For Saudi Arabia, Iran is dangerous not only because of missiles and proxies, but because Iranian escalation reliably draws in U.S. and Israeli responses that Riyadh does not command. For the UAE, Iran is disruptive but manageable through deterrence, diversification, and diplomacy. For Israel, Iran is framed as an existential threat demanding pre emptive action. For Turkey and Pakistan, Iran is a competitor to be balanced, not annihilated. Iran’s retaliatory attacks on U.S. bases in GCC states did not unify the region. Instead, they exposed the costs of hosting American power Gulf monarchies found themselves targeted not for their own actions, but for decisions made in Washington and Tel Aviv.
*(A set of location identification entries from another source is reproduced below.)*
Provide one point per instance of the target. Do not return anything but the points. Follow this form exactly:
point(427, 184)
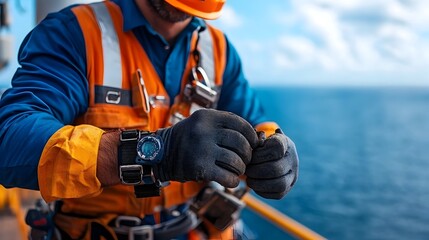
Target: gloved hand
point(209, 145)
point(274, 167)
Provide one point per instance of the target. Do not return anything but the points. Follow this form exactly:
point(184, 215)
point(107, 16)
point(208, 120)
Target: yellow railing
point(280, 219)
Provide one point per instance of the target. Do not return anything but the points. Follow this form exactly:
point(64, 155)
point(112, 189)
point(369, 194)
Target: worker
point(135, 119)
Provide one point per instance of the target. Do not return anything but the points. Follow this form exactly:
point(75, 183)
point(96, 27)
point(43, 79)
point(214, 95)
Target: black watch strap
point(132, 173)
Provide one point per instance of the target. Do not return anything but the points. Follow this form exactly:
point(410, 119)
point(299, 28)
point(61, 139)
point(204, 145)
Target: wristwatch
point(138, 152)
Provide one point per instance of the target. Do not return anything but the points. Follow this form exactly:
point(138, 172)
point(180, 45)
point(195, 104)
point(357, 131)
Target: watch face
point(148, 149)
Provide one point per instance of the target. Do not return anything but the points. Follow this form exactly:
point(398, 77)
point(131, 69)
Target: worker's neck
point(167, 29)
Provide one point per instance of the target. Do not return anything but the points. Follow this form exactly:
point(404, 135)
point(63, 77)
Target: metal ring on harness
point(165, 230)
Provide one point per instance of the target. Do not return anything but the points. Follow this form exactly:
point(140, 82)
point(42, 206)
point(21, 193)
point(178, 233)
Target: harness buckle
point(131, 226)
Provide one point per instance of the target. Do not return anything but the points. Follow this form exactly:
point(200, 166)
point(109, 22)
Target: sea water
point(364, 161)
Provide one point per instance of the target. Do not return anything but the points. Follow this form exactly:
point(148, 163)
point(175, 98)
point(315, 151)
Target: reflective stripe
point(104, 94)
point(110, 44)
point(207, 55)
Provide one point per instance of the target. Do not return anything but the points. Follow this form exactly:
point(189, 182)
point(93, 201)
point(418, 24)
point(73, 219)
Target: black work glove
point(274, 167)
point(209, 145)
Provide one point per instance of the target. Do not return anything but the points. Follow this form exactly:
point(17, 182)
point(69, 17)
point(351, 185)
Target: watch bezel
point(156, 156)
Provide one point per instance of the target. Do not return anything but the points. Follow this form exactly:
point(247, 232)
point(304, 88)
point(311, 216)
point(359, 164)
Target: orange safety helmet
point(207, 9)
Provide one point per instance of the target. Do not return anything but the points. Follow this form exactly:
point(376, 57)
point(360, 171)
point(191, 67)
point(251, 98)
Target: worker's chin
point(168, 12)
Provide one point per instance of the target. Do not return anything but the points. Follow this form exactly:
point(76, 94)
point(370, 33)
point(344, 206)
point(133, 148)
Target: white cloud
point(230, 18)
point(355, 35)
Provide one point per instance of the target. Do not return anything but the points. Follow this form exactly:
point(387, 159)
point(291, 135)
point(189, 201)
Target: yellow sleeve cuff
point(68, 165)
point(269, 128)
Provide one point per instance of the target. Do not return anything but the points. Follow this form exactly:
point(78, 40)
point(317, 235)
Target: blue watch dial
point(149, 149)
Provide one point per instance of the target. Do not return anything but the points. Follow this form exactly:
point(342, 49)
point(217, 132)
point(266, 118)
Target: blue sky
point(314, 42)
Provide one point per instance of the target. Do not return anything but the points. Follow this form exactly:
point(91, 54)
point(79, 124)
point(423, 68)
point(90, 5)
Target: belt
point(166, 230)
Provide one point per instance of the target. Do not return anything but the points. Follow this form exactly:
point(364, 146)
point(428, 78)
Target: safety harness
point(118, 100)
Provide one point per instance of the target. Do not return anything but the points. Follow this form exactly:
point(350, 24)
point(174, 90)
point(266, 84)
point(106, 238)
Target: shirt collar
point(133, 18)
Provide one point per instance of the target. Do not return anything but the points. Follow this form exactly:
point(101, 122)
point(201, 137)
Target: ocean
point(364, 161)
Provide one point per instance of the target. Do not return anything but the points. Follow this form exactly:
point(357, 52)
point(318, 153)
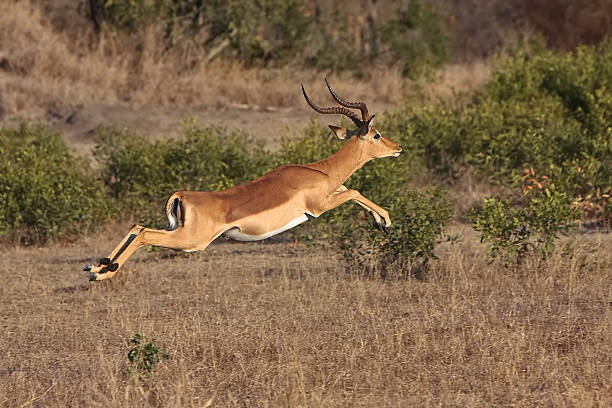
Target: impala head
point(369, 138)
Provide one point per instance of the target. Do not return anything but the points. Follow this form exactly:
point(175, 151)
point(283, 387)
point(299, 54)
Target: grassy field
point(270, 324)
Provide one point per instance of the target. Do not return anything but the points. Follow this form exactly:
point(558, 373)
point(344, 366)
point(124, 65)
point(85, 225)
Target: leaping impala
point(273, 203)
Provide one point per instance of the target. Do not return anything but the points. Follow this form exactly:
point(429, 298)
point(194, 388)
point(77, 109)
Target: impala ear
point(338, 131)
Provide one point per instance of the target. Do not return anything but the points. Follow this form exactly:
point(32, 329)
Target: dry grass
point(267, 325)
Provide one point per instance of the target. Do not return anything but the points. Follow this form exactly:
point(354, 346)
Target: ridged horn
point(336, 109)
point(365, 116)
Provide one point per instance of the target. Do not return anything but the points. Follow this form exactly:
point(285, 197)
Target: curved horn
point(355, 105)
point(336, 109)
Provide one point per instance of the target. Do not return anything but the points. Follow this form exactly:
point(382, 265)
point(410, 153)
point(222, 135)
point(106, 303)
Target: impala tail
point(174, 211)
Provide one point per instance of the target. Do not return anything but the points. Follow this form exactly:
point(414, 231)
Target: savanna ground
point(274, 323)
point(270, 324)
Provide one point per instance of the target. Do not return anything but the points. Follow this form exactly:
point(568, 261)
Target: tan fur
point(263, 205)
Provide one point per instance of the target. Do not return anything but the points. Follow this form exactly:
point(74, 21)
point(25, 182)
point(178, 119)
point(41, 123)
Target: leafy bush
point(139, 172)
point(416, 37)
point(512, 232)
point(143, 356)
point(46, 192)
point(419, 220)
point(540, 109)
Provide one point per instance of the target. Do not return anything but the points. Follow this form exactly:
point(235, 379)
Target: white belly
point(237, 235)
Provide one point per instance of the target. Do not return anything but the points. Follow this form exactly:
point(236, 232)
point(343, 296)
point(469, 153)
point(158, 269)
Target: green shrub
point(46, 192)
point(419, 220)
point(142, 174)
point(143, 357)
point(416, 37)
point(511, 232)
point(540, 109)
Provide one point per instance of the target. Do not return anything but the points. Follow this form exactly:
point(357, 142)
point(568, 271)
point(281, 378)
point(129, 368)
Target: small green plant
point(511, 233)
point(143, 357)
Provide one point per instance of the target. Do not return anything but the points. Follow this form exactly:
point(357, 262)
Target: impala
point(273, 203)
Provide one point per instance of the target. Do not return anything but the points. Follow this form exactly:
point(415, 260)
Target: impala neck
point(342, 164)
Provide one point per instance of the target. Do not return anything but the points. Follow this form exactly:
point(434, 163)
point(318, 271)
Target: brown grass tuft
point(266, 325)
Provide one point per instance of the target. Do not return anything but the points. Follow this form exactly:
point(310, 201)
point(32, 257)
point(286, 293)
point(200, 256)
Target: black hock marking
point(127, 243)
point(181, 215)
point(174, 213)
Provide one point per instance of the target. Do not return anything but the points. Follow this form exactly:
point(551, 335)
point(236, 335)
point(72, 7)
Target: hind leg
point(140, 236)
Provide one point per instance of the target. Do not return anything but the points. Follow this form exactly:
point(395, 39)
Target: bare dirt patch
point(263, 324)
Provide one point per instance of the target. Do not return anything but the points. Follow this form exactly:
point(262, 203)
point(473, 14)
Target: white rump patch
point(236, 234)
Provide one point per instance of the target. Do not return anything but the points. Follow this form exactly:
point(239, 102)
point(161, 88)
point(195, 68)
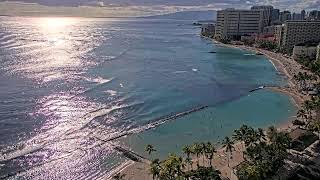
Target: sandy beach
point(285, 66)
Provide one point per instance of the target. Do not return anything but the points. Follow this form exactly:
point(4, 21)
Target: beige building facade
point(304, 52)
point(318, 53)
point(232, 23)
point(297, 32)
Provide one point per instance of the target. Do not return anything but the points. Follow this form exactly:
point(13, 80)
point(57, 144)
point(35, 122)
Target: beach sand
point(287, 67)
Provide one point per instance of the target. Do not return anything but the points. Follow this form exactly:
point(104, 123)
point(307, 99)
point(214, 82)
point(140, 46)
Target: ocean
point(72, 89)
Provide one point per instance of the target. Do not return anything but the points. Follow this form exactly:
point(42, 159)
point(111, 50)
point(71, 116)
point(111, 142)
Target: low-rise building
point(297, 32)
point(305, 51)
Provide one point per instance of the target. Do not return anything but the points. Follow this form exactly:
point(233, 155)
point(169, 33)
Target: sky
point(124, 8)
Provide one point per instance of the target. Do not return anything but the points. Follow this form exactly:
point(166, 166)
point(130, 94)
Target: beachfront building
point(208, 30)
point(318, 53)
point(275, 17)
point(314, 15)
point(305, 51)
point(233, 23)
point(266, 14)
point(285, 16)
point(297, 32)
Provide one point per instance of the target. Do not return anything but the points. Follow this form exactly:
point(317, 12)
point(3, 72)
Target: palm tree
point(189, 162)
point(155, 168)
point(187, 150)
point(241, 135)
point(260, 135)
point(203, 152)
point(228, 144)
point(119, 176)
point(197, 150)
point(149, 149)
point(209, 151)
point(316, 127)
point(271, 132)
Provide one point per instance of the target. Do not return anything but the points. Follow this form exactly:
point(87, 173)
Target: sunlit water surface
point(69, 85)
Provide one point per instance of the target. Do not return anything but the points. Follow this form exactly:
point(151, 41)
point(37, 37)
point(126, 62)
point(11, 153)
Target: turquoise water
point(259, 109)
point(69, 85)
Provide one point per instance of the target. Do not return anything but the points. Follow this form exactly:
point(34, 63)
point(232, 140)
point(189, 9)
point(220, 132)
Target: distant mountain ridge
point(188, 15)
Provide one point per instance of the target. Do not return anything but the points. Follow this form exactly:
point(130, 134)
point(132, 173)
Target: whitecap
point(179, 72)
point(98, 80)
point(111, 92)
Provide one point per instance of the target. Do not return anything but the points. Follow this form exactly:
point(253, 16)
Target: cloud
point(140, 7)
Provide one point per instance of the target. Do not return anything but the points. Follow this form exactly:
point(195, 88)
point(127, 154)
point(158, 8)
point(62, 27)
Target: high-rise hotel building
point(296, 32)
point(234, 23)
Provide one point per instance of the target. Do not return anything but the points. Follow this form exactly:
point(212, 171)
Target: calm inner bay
point(70, 86)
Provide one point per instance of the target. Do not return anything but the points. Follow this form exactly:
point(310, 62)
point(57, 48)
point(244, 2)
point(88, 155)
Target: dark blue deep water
point(68, 85)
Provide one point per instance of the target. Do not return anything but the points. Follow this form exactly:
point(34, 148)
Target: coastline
point(285, 66)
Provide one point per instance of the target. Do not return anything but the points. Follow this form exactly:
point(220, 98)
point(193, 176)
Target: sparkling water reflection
point(68, 85)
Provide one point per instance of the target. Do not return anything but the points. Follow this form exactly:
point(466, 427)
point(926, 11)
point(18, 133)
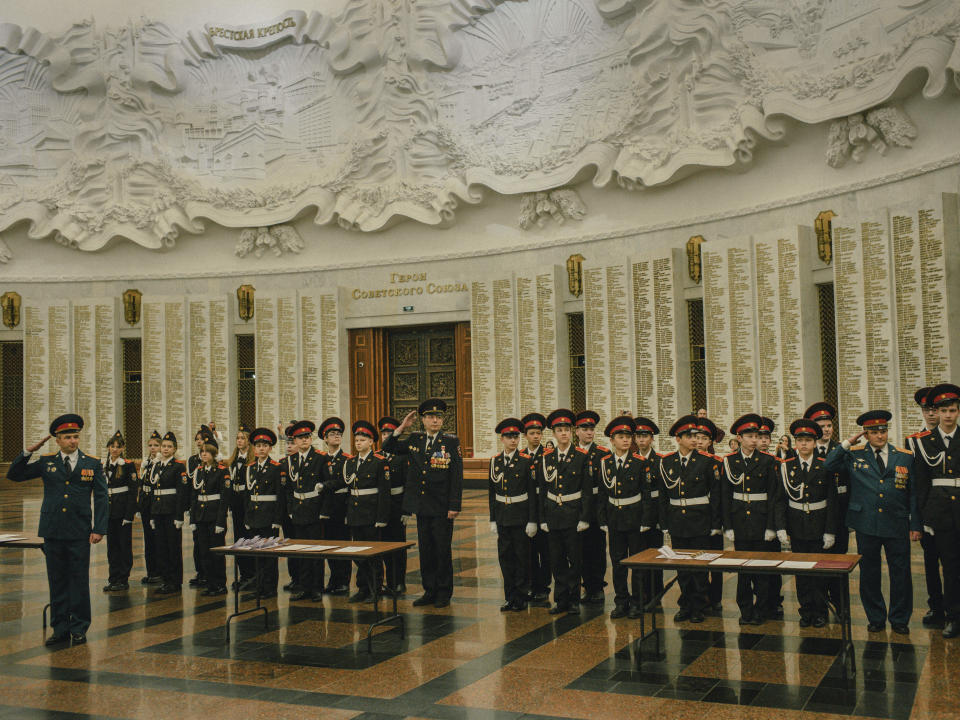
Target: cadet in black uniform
point(208, 511)
point(750, 484)
point(171, 495)
point(932, 566)
point(304, 500)
point(433, 493)
point(566, 497)
point(593, 538)
point(144, 501)
point(366, 477)
point(533, 425)
point(806, 507)
point(122, 484)
point(395, 564)
point(264, 483)
point(689, 510)
point(513, 513)
point(938, 469)
point(67, 526)
point(626, 511)
point(334, 504)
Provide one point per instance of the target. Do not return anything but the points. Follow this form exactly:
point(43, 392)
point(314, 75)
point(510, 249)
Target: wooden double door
point(393, 370)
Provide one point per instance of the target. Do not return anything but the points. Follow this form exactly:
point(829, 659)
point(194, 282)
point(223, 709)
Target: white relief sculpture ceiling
point(396, 109)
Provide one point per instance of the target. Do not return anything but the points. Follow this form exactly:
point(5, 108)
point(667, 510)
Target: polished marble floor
point(163, 657)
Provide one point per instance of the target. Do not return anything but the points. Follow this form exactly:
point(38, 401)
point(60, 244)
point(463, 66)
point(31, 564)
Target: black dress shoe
point(55, 640)
point(951, 629)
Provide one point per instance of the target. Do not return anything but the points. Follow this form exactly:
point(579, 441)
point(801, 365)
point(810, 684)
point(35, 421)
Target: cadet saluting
point(69, 479)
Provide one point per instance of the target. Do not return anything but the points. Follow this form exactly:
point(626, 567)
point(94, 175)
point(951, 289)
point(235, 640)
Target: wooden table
point(827, 565)
point(375, 551)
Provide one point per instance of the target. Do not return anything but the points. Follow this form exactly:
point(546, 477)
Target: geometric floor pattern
point(163, 657)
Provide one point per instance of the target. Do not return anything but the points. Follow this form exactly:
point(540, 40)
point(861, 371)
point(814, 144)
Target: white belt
point(807, 506)
point(683, 502)
point(508, 499)
point(946, 482)
point(620, 502)
point(561, 499)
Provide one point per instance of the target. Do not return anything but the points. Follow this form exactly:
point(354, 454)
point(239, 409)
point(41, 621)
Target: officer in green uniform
point(67, 526)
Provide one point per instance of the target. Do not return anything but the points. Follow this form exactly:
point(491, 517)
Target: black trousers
point(434, 537)
point(119, 550)
point(594, 558)
point(623, 544)
point(169, 550)
point(269, 571)
point(513, 551)
point(897, 551)
point(213, 565)
point(693, 585)
point(540, 563)
point(149, 545)
point(369, 573)
point(931, 571)
point(395, 564)
point(811, 590)
point(566, 561)
point(68, 576)
point(310, 572)
point(948, 545)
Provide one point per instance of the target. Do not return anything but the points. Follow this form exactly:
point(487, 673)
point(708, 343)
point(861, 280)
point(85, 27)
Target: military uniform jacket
point(881, 503)
point(170, 489)
point(65, 512)
point(624, 502)
point(367, 483)
point(750, 487)
point(512, 497)
point(566, 488)
point(938, 479)
point(806, 505)
point(122, 485)
point(262, 492)
point(211, 494)
point(689, 496)
point(304, 487)
point(434, 476)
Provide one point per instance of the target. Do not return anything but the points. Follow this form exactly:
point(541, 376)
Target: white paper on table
point(729, 561)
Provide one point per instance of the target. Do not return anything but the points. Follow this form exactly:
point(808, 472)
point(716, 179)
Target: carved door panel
point(423, 364)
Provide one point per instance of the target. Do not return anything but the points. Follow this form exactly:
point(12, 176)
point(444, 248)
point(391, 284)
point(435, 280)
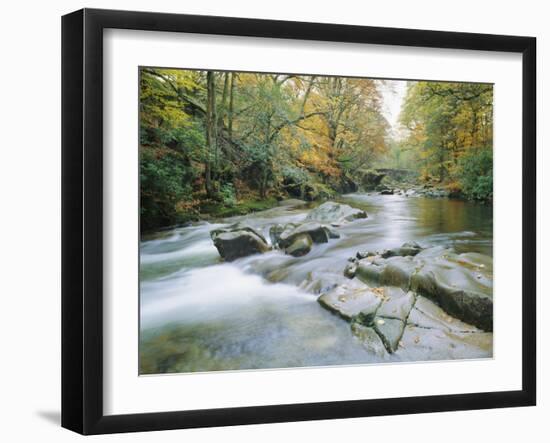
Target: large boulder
point(352, 301)
point(300, 245)
point(461, 284)
point(335, 213)
point(238, 241)
point(317, 232)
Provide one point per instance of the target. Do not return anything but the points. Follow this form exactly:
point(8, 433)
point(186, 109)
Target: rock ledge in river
point(335, 213)
point(238, 241)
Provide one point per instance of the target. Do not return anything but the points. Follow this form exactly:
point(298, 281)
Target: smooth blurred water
point(200, 314)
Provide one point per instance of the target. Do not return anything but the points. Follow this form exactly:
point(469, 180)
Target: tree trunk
point(230, 111)
point(211, 145)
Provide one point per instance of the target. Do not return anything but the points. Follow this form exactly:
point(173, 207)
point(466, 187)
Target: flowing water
point(200, 314)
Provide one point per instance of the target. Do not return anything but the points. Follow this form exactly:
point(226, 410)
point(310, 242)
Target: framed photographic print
point(270, 221)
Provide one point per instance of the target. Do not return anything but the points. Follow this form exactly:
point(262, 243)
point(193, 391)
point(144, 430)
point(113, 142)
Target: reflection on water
point(200, 314)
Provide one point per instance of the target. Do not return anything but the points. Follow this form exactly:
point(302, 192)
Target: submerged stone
point(390, 331)
point(241, 243)
point(370, 340)
point(352, 300)
point(335, 213)
point(301, 245)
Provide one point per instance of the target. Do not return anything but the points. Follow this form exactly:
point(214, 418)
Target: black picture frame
point(82, 220)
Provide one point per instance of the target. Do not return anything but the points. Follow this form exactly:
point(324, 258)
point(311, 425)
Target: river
point(200, 314)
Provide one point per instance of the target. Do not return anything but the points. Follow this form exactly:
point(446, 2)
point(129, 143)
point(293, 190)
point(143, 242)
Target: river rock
point(451, 291)
point(390, 331)
point(240, 226)
point(426, 314)
point(350, 270)
point(397, 304)
point(317, 233)
point(369, 339)
point(318, 282)
point(351, 301)
point(335, 213)
point(423, 344)
point(301, 245)
point(461, 284)
point(240, 243)
point(275, 232)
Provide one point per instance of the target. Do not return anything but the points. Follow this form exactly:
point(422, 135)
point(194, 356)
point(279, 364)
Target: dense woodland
point(223, 143)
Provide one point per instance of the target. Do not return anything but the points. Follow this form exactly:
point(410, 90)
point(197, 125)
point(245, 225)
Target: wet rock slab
point(351, 301)
point(335, 213)
point(459, 283)
point(238, 240)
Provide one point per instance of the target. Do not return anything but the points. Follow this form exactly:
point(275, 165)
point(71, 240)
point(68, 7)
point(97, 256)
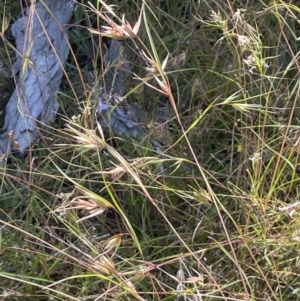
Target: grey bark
point(42, 48)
As the Carnegie Endowment has noted, this dynamic has pushed Gulf states toward independent security thinking rather than deeper reliance on U.S. guarantees. In this sense, Iran functions less as the architect of regional order than as its accelerator—forcing others to adapt. The alliances forming across the Islamic world appear to be alliances of insulation, not crusades. They seek to preserve autonomy, reduce exposure, and prevent any single power from dictating outcomes.